Cognitive Modeling and Design of Shared Autonomy

Lecture / Panel
 
For NYU Community

Mechanical and Aerospace Engineering Department Seminar Series

Vaibhav Srivastava, Ph.D.

Associate Research Scholar
Department of Mechanical and Aerospace Engineering
Princeton University
Princeton, NJ

Shared human-machine autonomy brings together the memory and computational power of machines with the cognitive abilities of human operators in complex and information-rich environments. Realization of efficient shared autonomy will lead to unprecedented possibilities in broad areas, including environmental monitoring, healthcare, manufacturing, and defense. I will present major challenges in design of shared autonomy and highlight my research directions that address these challenges.

I will focus on shared human-robot search and surveillance using the multi-armed bandit (MAB) framework. This framework rigorously addresses the fundamental explore-exploit trade-off in decision-making and can be used to systematically study and integrate human and robotic decision-making.

I will present an MAB decision-making model that captures human behavioral data and admits performance that can be rigorously analyzed. The model can also be leveraged to learn human expertise. I will use a similar MAB decision-making model to develop distributed algorithms for multi-agent robotic search and surveillance. The common MAB framework facilitates fusion of human decisions with sensor data towards efficient design of shared autonomy.

Biosketch

Vaibhav Srivastava received the B.Tech. degree in mechanical engineering from the Indian Institute of Technology Bombay, Mumbai, India, in 2007; the M.S. degree in mechanical engineering and the M.A. degree in statistics from the University of California at Santa Barbara, Santa Barbara, CA, in 2011 and 2012, respectively; and the Ph.D. degree in mechanical engineering from the University of California at Santa Barbara in 2012.

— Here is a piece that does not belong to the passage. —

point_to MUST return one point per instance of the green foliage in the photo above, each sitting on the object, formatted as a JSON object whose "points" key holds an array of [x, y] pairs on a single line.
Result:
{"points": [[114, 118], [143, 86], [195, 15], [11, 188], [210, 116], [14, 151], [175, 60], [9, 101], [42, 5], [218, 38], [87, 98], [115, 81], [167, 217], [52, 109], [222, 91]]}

Dr Srivastava is currently an Associate Research Scholar with the Mechanical and Aerospace Engineering Department, Princeton University, Princeton, NJ. He received the best paper award (as coauthor) at the 2014 European Control Conference. His research interests include design of shared autonomous systems, information-theoretic design of robotic systems, networked multi-agent systems, and mathematical neuroscience with emphasis on decision-making and animal locomotion.